Stay informed. Receive weekly insight from industry insiders.

  • John

    I believe you have the sense of Godel’s theorem backward. You said that “In complex enough systems, logic can be used to prove anything, including untrue statements.” It would be more accurate to say “In complex enough systems, logic can NOT be used to prove EVERYTHING, including TRUE statements.” That is, there are true statements that cannot be proven true.

  • Nathan

    I disagree with your assertion that releasing code is optional. Being able to observe and analyze the implementation of the method of processing the data is essential to the notion of full disclosure. Even presuming multiple implementations are feasible, I am only able to black-box compare the multiple implementations against one another, which, even if they are deemed consistent, merely reduces the likelihood that the implementations are inconsistent with the method.

  • Ken Williams

    Yeah, you’ve got Gödel wrong. You can never prove untrue statements unless your axioms are inconsistent.

  • Mr. Gunn

    There’s a difference between data and knowledge. Data can certainly be binary. Most of the data in the world exists in the form of ones and zeros, and you can’t get more binary than that.

    However, context and understanding derived from data does require the things you mentioned above, and a good list it is. For what it’s worth, good biological science reports already do include this information.

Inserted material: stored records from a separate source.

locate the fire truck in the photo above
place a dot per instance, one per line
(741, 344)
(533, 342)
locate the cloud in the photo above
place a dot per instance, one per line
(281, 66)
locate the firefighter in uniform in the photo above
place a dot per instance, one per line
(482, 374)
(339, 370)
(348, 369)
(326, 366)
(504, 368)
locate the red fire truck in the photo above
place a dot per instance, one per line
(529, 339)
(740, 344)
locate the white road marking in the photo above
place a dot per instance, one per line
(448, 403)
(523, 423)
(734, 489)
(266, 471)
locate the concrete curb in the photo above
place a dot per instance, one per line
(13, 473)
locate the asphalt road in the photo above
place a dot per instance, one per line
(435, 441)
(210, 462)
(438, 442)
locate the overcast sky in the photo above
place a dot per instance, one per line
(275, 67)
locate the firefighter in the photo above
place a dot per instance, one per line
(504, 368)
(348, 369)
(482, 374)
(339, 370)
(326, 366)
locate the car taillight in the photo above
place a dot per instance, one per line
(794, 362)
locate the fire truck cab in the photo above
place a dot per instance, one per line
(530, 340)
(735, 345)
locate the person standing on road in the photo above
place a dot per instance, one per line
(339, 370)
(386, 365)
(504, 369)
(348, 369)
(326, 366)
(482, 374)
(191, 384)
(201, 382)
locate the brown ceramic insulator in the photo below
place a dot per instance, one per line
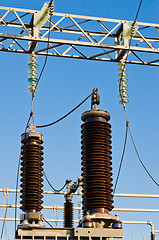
(96, 165)
(68, 214)
(31, 173)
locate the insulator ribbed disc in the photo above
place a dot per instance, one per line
(31, 172)
(68, 214)
(96, 165)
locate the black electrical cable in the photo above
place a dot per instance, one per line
(122, 157)
(5, 215)
(47, 222)
(127, 123)
(50, 124)
(16, 193)
(140, 158)
(51, 184)
(138, 10)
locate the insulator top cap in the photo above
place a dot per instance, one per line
(95, 113)
(35, 135)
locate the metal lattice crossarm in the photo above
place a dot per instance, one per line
(80, 37)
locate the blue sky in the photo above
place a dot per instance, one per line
(63, 85)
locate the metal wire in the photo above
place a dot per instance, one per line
(16, 194)
(4, 222)
(44, 65)
(59, 190)
(127, 122)
(50, 124)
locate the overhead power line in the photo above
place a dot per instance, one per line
(66, 115)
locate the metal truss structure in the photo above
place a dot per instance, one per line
(79, 37)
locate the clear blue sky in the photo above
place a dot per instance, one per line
(64, 84)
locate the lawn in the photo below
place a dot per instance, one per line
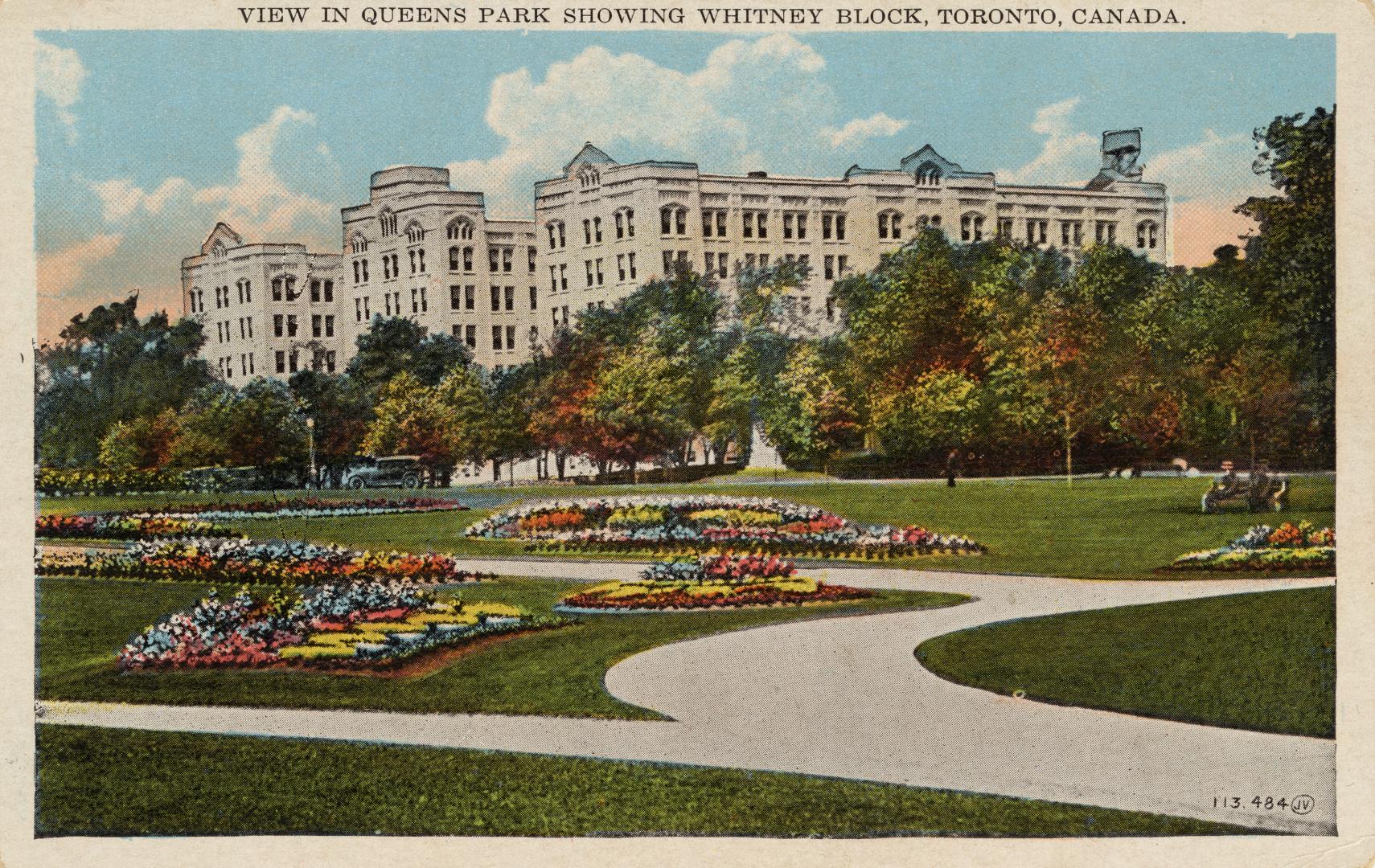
(1094, 529)
(166, 783)
(83, 622)
(1253, 661)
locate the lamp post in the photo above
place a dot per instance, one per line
(310, 438)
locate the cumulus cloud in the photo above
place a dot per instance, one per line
(60, 76)
(149, 227)
(62, 269)
(749, 98)
(259, 203)
(121, 198)
(1067, 155)
(1205, 179)
(861, 129)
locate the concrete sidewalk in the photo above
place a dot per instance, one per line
(844, 697)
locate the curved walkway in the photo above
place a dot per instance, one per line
(844, 697)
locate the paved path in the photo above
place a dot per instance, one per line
(846, 697)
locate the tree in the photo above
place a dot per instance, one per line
(393, 346)
(1293, 260)
(937, 411)
(112, 367)
(811, 416)
(635, 405)
(472, 433)
(412, 418)
(141, 444)
(261, 426)
(341, 411)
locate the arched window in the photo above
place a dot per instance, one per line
(1147, 235)
(387, 221)
(557, 238)
(890, 226)
(459, 231)
(673, 220)
(971, 227)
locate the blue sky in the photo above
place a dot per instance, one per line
(145, 139)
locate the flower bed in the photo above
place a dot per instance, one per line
(693, 523)
(1287, 547)
(358, 624)
(307, 507)
(714, 581)
(251, 562)
(116, 526)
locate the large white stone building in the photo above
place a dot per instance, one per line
(421, 250)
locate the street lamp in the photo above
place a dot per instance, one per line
(310, 437)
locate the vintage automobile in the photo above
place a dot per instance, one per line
(392, 471)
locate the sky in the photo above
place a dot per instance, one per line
(146, 139)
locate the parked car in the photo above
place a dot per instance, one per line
(395, 471)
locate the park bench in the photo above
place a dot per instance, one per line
(1260, 490)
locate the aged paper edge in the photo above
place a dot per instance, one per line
(1352, 21)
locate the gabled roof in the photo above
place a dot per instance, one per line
(224, 235)
(929, 154)
(589, 155)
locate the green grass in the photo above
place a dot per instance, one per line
(166, 783)
(83, 622)
(1094, 529)
(1253, 661)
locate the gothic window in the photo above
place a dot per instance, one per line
(459, 230)
(1146, 235)
(387, 223)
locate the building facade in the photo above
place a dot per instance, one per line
(267, 309)
(425, 252)
(421, 250)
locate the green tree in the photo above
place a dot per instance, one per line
(341, 411)
(937, 411)
(412, 418)
(110, 367)
(393, 346)
(635, 407)
(141, 444)
(811, 416)
(1293, 259)
(256, 426)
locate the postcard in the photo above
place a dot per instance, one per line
(688, 434)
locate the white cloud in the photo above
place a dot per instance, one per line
(62, 269)
(60, 76)
(121, 198)
(1214, 165)
(861, 129)
(259, 203)
(749, 98)
(1067, 157)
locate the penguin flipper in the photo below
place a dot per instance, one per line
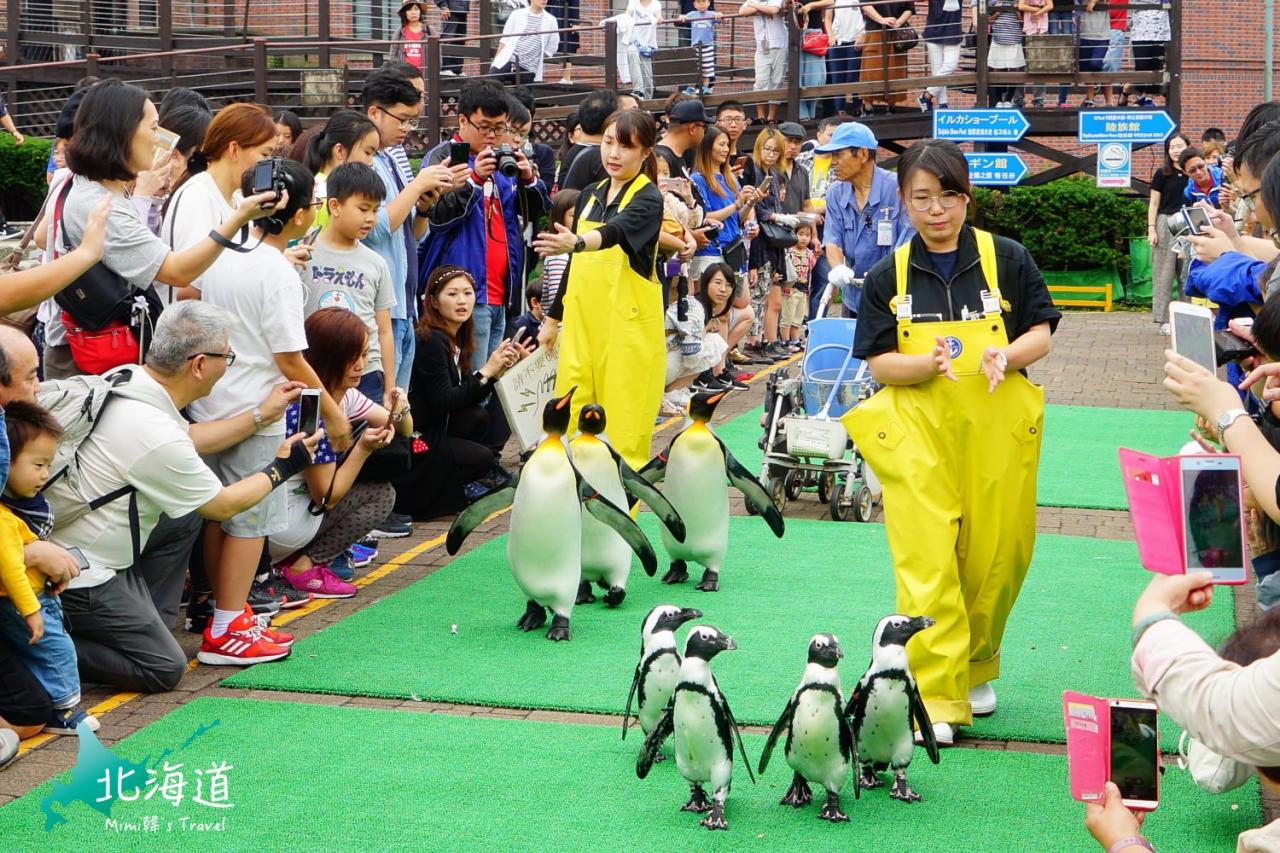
(653, 743)
(778, 728)
(474, 516)
(922, 721)
(752, 491)
(606, 512)
(631, 693)
(643, 489)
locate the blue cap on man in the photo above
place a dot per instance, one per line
(850, 135)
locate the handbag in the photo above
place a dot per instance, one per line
(904, 39)
(777, 236)
(814, 41)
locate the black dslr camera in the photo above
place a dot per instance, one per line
(507, 162)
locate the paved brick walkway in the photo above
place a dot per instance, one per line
(1098, 360)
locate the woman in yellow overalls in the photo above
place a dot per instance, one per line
(612, 345)
(947, 323)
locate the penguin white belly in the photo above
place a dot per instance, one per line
(698, 487)
(699, 752)
(886, 735)
(606, 555)
(659, 683)
(544, 543)
(814, 746)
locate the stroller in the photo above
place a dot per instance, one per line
(804, 443)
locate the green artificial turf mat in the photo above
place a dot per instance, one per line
(1079, 466)
(344, 779)
(1070, 629)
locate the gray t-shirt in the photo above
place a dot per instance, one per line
(356, 279)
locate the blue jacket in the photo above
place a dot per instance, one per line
(457, 233)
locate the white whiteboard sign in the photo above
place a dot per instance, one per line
(524, 392)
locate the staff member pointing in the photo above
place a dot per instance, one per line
(947, 323)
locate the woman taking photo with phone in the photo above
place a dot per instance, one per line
(613, 347)
(949, 323)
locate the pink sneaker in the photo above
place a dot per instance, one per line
(319, 582)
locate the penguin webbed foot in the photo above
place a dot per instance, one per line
(698, 801)
(831, 811)
(560, 629)
(677, 574)
(901, 790)
(799, 794)
(716, 820)
(534, 617)
(869, 779)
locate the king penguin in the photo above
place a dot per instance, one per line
(698, 469)
(819, 744)
(658, 667)
(883, 706)
(545, 537)
(704, 729)
(606, 555)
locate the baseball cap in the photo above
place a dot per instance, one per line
(688, 113)
(850, 135)
(792, 131)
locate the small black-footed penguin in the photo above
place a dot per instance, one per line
(606, 555)
(545, 537)
(883, 706)
(819, 744)
(704, 729)
(658, 667)
(698, 469)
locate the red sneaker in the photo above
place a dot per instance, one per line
(270, 634)
(242, 644)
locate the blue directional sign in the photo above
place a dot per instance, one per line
(996, 169)
(1125, 126)
(979, 126)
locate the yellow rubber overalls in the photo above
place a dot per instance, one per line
(958, 465)
(611, 343)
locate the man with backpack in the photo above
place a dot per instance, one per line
(128, 456)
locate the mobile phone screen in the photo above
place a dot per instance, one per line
(309, 416)
(1193, 338)
(1134, 757)
(1214, 518)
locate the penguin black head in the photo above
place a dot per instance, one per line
(702, 405)
(707, 642)
(556, 414)
(896, 629)
(824, 651)
(590, 420)
(668, 617)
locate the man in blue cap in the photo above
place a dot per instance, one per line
(865, 217)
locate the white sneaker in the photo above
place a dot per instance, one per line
(942, 731)
(982, 699)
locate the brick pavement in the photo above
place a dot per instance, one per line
(1098, 359)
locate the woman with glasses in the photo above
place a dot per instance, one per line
(949, 323)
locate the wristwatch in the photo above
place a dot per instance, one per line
(1225, 422)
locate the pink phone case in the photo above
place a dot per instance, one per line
(1088, 743)
(1152, 484)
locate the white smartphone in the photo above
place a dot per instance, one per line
(1192, 331)
(1136, 753)
(1214, 516)
(309, 414)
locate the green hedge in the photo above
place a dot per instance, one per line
(22, 176)
(1066, 224)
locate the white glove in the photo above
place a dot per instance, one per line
(841, 276)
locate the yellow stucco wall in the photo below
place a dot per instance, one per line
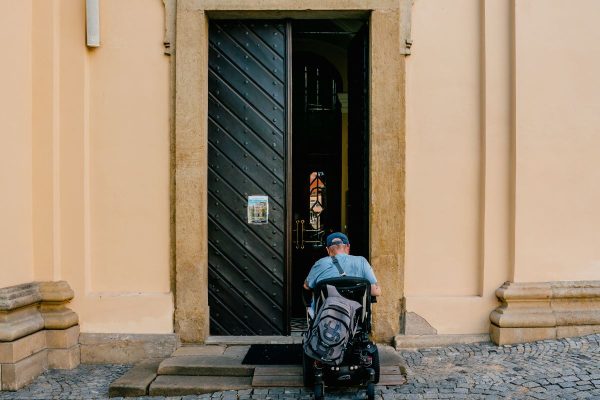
(502, 166)
(96, 166)
(16, 237)
(502, 172)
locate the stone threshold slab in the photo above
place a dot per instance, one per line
(425, 341)
(136, 381)
(249, 340)
(205, 365)
(174, 385)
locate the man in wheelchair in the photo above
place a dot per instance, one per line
(338, 246)
(337, 348)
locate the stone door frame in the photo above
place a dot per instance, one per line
(190, 135)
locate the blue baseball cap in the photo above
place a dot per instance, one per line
(337, 238)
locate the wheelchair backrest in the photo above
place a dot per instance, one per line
(357, 289)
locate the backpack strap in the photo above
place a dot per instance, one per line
(338, 266)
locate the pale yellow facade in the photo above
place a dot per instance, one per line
(500, 121)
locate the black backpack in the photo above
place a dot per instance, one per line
(334, 325)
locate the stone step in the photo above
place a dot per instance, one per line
(136, 381)
(205, 366)
(173, 385)
(278, 376)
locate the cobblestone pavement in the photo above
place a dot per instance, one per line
(553, 369)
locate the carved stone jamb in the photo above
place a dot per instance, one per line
(19, 315)
(170, 14)
(545, 310)
(405, 26)
(55, 296)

  • @Nathan – the point wasn’t to suggest that releasing code wasn’t desirable (it is highly desirable!), but rather to highlight that blind copying of analytics code could introduce systemic errors.

    @Gunn – the difference between data and knowledge gets harder to distinguish the more you think about it. We recently spoke to an academic who’s studying marine life in Antarctica in the context of climate change and he didn’t want to release the raw data because he put in a lot of work in collecting it – and didn’t want to see someone else publish his results first. He also said he thought that almost of all of colleagues in the field would feel the same way. We know that’s true in other disciplines too from our direct experience. The point is that everyone should commit to publishing the raw data in 6 or 12 months – but give them the time to publish papers on it first.

    @John, @Ken
    I’m tempted to borrow from Arthur C.Clarke here and say “any sufficiently advanced mathematics is indistinguishable from magic”. The Godel theorem is used as an analogy here and isn’t core to the points I’m making. In this article I’m talking about how human minds and communication (in the form of creating, sharing and processing datasets) can lead us to prove false statements.

    The theorem is stated and proved in formal mathematical systems (formal having a very precise meaning here). Godel’s (first) incompleteness theorem asserts that it is possible to make a true statement in a system that cannot be proved within that system (its truth can only be seen outside the system). A system that permits such true but unprovable statements is an incomplete one. In order to make the system complete you need to add axioms (essentially statements that you decide to be true in that system, not requiring proof). If you manage to add axioms so that you avoid incompleteness, then – oops! – Godel also proved that you must have an inconsistent system. That is, a system is either incomplete or it is inconsistent. An inconsistent system allows you to prove statements that are false. For example, an inconsistent system will allow you to prove a theorem that states it is a consistent system!

    @Ken – Godel said that as well as the statement about incompleteness. It’s easily the case that a) you don’t know that your axioms are inconsistent and b) you can’t tell your statement is untrue without embedding in a larger system (that will also have inconsistent axioms).